For this we can use cloud based environments controlled by funding agencies/universities that ensure every interaction with data is recorded from the very beginning.

Something like this would at least reduce the risk of p-hacking practices that would otherwise be there even if everyone used notebooks instead of papers.

[+] periheli0n|4 years ago|reply
As a publishing scientist myself I would have hoped to read more about how I can actually publish Jupyter Notebooks in a way that is recognised academically. That's at least what the title implied for me.

But the article is actually about Mathematica vs. Jupyter notebooks. Still, it's well researched and very interesting.

Nevertheless, the question how to publish better remains open. I for one think that some progress could already be made if ArXiv published html articles by default, rather than those unwieldy PDFs that really only work best when printed on paper.

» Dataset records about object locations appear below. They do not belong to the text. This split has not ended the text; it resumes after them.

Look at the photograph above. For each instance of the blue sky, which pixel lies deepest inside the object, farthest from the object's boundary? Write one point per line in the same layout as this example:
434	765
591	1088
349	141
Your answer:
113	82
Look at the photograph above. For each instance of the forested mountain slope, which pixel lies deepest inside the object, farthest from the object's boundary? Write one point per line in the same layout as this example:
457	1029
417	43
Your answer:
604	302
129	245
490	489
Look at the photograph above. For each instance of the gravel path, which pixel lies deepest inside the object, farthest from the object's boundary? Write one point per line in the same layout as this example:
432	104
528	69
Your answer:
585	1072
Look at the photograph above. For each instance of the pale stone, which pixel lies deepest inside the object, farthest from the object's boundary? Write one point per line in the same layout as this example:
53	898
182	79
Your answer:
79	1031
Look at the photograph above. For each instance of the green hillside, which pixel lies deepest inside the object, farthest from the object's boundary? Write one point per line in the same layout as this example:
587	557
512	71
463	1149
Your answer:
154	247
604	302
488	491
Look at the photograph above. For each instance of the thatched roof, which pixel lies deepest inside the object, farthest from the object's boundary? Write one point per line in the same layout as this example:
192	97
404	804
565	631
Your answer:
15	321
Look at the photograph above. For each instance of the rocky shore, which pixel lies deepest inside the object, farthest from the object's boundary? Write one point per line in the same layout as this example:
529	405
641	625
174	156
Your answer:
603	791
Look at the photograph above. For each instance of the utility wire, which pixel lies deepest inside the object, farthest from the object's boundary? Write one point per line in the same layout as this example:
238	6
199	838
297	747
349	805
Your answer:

[+] tpoacher|4 years ago|reply
I don't disagree with the main point of the article, but I think it underplays the extent to which most publications being information-poor is the fault of the medium rather than the low standard of writing that we've become accustomed to and complacent with over the years.

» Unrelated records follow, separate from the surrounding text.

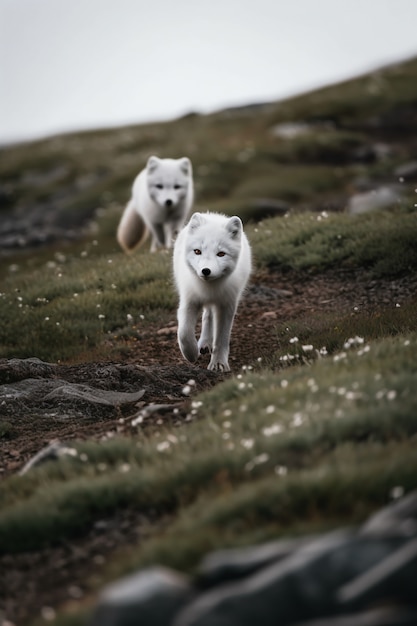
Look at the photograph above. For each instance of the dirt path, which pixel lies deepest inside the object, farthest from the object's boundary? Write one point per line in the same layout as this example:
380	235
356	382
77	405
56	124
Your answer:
155	360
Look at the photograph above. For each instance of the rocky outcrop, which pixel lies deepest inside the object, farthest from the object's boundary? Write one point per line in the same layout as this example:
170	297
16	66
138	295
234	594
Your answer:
364	577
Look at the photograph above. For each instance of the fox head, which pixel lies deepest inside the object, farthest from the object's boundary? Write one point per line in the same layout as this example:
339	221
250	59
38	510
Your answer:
213	245
168	180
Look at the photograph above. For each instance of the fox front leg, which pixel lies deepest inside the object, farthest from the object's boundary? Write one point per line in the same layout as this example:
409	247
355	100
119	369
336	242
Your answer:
205	343
187	319
223	321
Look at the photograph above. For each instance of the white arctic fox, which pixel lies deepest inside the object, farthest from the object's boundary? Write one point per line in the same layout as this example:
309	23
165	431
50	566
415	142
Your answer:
162	197
212	264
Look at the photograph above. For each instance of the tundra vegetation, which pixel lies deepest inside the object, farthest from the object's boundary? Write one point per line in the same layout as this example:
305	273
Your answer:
316	434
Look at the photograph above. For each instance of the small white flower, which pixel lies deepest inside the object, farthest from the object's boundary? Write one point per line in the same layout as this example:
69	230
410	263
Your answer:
274	429
281	470
257	460
247	443
297	420
397	492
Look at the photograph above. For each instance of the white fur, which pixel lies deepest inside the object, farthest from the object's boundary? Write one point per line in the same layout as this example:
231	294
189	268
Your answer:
162	197
212	264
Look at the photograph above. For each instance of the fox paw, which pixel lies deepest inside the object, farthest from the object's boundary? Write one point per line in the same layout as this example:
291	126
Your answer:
218	367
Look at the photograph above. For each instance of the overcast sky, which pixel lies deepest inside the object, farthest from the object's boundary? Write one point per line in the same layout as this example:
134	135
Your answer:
75	64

This is not too unlike maintainable code. The code platform itself matters to some extent, but far less than the extent to which the author wrote with maintainability in mind.

[+] bborud|4 years ago|reply
Years ago I did a lot of original research in a field that wasn't very well developed at the time. However, that research took place in the context of a startup, not academia. I was rewarded for producing solutions that worked - not for publishing papers.

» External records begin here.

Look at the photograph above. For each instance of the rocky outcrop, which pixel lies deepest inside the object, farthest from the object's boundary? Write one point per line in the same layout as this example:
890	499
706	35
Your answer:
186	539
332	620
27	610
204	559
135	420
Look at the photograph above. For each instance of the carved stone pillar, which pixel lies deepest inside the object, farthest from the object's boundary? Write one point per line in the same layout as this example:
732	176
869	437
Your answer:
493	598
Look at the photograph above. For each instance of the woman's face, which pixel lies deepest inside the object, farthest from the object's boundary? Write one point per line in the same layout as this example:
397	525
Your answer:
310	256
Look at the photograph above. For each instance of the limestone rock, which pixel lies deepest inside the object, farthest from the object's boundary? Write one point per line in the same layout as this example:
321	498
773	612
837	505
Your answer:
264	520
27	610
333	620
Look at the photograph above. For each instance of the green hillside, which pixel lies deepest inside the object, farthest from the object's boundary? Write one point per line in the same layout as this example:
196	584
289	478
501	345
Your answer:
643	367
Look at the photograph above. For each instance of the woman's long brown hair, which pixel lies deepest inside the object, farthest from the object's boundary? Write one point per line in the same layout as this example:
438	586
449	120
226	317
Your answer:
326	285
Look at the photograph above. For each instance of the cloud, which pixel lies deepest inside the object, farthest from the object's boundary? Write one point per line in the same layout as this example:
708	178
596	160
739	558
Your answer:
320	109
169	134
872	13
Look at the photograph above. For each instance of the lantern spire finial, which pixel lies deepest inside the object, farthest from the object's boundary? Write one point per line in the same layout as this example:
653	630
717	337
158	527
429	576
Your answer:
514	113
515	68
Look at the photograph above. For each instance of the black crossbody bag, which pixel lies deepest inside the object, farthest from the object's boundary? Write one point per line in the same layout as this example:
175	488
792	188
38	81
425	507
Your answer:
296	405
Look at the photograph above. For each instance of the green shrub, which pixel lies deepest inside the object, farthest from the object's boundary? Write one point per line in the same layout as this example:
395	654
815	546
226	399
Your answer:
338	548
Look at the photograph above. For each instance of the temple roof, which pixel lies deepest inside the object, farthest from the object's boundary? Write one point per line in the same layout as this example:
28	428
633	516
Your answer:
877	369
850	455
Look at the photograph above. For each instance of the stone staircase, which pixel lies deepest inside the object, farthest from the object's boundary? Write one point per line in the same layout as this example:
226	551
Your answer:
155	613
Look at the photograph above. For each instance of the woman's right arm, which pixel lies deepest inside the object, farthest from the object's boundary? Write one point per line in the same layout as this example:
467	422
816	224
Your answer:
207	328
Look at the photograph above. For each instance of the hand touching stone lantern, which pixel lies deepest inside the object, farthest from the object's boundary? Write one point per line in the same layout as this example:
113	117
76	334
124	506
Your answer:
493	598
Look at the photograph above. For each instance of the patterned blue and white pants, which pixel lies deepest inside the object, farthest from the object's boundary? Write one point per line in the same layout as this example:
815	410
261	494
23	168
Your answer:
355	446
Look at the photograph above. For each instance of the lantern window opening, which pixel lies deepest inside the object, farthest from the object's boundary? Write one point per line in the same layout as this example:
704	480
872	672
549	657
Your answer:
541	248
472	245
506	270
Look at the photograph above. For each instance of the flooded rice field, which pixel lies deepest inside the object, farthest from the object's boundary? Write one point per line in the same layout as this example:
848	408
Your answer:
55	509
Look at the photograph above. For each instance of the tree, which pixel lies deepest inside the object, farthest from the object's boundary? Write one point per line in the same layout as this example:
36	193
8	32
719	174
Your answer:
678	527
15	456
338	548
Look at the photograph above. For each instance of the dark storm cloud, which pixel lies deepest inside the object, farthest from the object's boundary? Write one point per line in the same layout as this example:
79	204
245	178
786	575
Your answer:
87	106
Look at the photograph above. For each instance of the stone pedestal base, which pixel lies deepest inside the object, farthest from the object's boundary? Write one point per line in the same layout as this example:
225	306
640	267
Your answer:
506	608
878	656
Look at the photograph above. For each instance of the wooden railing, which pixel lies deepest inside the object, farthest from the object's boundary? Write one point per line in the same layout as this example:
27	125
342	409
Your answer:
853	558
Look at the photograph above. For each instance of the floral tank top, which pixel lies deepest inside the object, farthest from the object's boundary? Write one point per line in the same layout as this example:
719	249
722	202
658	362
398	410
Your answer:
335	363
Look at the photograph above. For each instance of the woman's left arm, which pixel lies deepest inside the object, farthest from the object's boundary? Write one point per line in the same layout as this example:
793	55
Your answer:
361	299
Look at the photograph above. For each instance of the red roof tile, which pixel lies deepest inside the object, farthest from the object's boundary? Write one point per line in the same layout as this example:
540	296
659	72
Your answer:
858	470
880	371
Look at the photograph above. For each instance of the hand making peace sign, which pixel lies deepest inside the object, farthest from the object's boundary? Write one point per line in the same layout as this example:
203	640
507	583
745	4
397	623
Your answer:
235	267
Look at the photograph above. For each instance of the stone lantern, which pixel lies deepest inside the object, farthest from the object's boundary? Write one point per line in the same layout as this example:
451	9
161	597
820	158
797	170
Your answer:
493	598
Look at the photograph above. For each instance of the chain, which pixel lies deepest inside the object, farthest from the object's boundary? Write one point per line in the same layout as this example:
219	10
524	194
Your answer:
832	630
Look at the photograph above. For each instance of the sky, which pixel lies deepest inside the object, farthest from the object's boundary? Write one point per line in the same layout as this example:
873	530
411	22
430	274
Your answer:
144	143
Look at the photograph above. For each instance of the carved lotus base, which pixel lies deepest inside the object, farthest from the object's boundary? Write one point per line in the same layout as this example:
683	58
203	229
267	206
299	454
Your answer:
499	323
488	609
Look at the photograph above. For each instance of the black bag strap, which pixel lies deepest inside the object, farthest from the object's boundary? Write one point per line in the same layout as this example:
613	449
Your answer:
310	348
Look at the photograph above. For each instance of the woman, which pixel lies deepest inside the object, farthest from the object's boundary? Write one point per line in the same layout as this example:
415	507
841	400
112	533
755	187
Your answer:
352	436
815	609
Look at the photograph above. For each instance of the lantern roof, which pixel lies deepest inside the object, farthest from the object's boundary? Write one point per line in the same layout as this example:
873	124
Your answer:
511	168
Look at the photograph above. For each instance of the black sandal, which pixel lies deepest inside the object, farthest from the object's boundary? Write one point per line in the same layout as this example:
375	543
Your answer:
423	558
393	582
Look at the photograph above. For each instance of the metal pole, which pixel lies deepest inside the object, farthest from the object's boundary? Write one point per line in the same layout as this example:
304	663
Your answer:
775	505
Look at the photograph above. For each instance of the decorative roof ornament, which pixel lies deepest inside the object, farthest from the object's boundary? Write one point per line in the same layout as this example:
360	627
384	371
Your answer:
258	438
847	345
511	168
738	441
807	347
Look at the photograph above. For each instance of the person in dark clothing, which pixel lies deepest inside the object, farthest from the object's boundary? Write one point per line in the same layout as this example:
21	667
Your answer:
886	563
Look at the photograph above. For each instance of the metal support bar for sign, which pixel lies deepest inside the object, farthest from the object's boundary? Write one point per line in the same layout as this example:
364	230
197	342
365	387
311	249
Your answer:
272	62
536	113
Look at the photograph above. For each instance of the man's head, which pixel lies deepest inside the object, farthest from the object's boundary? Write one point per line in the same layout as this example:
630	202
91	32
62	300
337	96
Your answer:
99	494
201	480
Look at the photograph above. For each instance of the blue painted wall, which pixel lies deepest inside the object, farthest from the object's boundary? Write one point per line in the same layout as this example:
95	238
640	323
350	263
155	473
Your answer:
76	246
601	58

I was approached by a few academics about publishing what I'd worked on, but I never did. I never did because I did consume large stacks of papers every month, and I absolutely hated the pompous, obfuscated portioning out of ideas fragment by fragment. It was an unnecessarily time consuming, and often quite useless way of sharing information. Especially since source code often wasn't part of what was published so a lot of important information got lost (which I guess was the entire point of not publishing code).

I particularly remember a 4-5 page paper that was so poorly written it took me a couple of readings (weeks apart) to realize that it described something I too had worked on. How bad is a paper when it is so obfuscated that it takes effort to recognize something you have worked on too?

I wasn't interested in wasting time dressing up my notes in drag. And if my notes as they were were not good enough, well, then someone else would surely do the same work independently and publish something at some point. Lots of the things I worked on inevitably were described by other people.

I have a love-hate relationship to scientific papers for the simple reason that they sometimes aren't really about science, but about scoring points in academia and certain types of research organizations. Yes, a lot of interesting goodies are published, but my god there is a lot of garbage that gets published. Not least because people in academia are incentivized to get as many papers as possible out of what ought to be a single publishable unit.

If we incentivize authors to spam us, they will spam us.